At first I took the line perpendicular to height and usually came up with the function that the line touched. 
Then after getting it wrong I would subtract/add the difference of the axis of rotation and the start of the function except the radius always wanted to be $x$ or $y$. 
Then I came up with the idea that radius was the difference between $f(y)$, $f(x)$ and the axis of revolution. So the radius would be $x$ or $y$ plus/minus the difference from the axis of revolution. 
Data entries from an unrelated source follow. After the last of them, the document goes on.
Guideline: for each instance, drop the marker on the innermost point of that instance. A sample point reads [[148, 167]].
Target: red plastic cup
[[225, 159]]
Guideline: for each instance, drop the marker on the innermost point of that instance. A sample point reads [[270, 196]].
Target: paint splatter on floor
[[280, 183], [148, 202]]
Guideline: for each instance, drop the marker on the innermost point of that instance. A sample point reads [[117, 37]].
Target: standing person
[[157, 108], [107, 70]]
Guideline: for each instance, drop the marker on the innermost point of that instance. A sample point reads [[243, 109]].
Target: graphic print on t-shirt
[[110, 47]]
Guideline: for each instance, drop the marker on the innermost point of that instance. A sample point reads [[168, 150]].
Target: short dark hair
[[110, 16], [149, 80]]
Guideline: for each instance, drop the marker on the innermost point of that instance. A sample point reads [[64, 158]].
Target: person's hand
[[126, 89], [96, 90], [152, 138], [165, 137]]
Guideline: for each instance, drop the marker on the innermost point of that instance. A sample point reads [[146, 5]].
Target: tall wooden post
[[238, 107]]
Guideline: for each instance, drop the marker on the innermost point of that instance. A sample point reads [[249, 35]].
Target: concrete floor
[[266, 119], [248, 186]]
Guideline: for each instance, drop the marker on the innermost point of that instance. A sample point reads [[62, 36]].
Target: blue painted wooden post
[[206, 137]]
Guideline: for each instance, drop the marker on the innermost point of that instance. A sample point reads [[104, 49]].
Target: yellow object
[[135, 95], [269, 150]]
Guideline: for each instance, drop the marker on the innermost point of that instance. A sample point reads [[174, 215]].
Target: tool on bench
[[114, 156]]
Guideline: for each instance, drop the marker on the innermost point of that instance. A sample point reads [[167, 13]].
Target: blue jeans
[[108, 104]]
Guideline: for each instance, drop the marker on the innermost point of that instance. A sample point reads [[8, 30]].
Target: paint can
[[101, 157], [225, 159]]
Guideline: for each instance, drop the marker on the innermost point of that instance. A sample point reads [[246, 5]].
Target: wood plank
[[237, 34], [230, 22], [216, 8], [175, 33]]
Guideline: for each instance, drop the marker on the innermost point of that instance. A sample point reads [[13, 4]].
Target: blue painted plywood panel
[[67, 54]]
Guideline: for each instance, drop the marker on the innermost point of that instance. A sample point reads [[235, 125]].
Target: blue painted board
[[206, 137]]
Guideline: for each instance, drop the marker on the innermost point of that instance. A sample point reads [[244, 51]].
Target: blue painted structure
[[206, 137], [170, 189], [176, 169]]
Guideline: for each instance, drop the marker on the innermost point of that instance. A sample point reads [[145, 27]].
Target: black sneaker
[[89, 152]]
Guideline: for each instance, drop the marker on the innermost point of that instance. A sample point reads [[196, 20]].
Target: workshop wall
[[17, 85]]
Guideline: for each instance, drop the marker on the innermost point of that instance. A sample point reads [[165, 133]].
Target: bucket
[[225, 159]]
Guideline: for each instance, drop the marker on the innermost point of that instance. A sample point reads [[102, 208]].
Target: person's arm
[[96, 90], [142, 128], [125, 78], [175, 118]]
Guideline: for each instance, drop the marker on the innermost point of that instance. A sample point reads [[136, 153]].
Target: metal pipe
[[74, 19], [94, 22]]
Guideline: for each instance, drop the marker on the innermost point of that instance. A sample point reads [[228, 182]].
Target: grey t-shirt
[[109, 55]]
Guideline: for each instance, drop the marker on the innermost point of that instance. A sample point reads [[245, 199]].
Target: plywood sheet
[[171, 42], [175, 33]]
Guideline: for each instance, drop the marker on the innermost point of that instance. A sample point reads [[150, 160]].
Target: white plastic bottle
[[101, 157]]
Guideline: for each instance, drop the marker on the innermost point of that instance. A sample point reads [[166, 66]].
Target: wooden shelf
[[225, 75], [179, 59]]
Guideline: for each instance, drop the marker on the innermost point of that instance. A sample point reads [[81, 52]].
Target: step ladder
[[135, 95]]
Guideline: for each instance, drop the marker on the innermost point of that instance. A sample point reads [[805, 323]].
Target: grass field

The problem is that there is not enough examples or questions with answers in my book to know if I understand it correctly.
 A: The key idea is that the radius $r$ is a variable which we create to integrate over. Let's look at an example: finding the volume of the region between the curves $f(x)=-(x-3)^2+5$ and $g(x)=x$ when it is rotated around the $y$-axis, using the method of cylindrical shells. Note that the two curves intersect at $x=1$ and at $x=4$.
Here is the figure:

Now, to get an idea of how the cylindrical shells work, imagine cutting a thin vertical sliver out of our picture and rotating just that around the $y$ axis - getting something that looks like a cylindrical shell.

Now we want to compute the volume of this shell: The volume of the shell is approximately area of the sliver multiplied by $2\pi r$ where $r$ is the distance from the axis of rotation. Why? Because for every point on the line of our sliver we are making a circle or radius $r$. We can compute the area of the sliver by approximating it as a rectangle with some very small base $dr$ and height $f(r)-g(r)$. Hence the volume of the shell is approximately
$$2\pi r(f(r)-g(r))dr$$
 
Now imagine dividing our figure entirely into thin slivers and rotating them. By taking an integral over all possible $r$, we can essentially sum up all of the volumes of these cylindrical shells and get the final volume. 
$$V=\int\limits_a^b2\pi r(f(r)-g(r))\,dr$$
For the sake of completing our example, notice that in our case $a=1$, $b=4$, $f(r)=-(r-3)^2+5$, and $g(r)=r$. Hence for our example we have
$$\begin{align}
V&=\int\limits_1^42\pi r(-(r-3)^2+5-r)\,dr
\\&=2\pi\int\limits_1^4 r(-r^2+5r-4)\,dr
\\&=2\pi\int\limits_1^4 -r^3+5r^2-4r\,dr
\\&=2\pi\left(-\frac{1}{4}r^4+\frac{5}{3}r^3-2r^2\right)\bigg|_{r=1}^{r=4}
\\&=2\pi\left(-64+\frac{5}{3}\times 64-32+\frac{1}{4}-\frac{5}{3}+2\right)
\\&=2\pi\left(\frac{32}{3}+\frac{7}{12}\right)
\\&=2\pi\left(\frac{135}{12}\right)
\\&=\frac{45\pi}{2}
\end{align}$$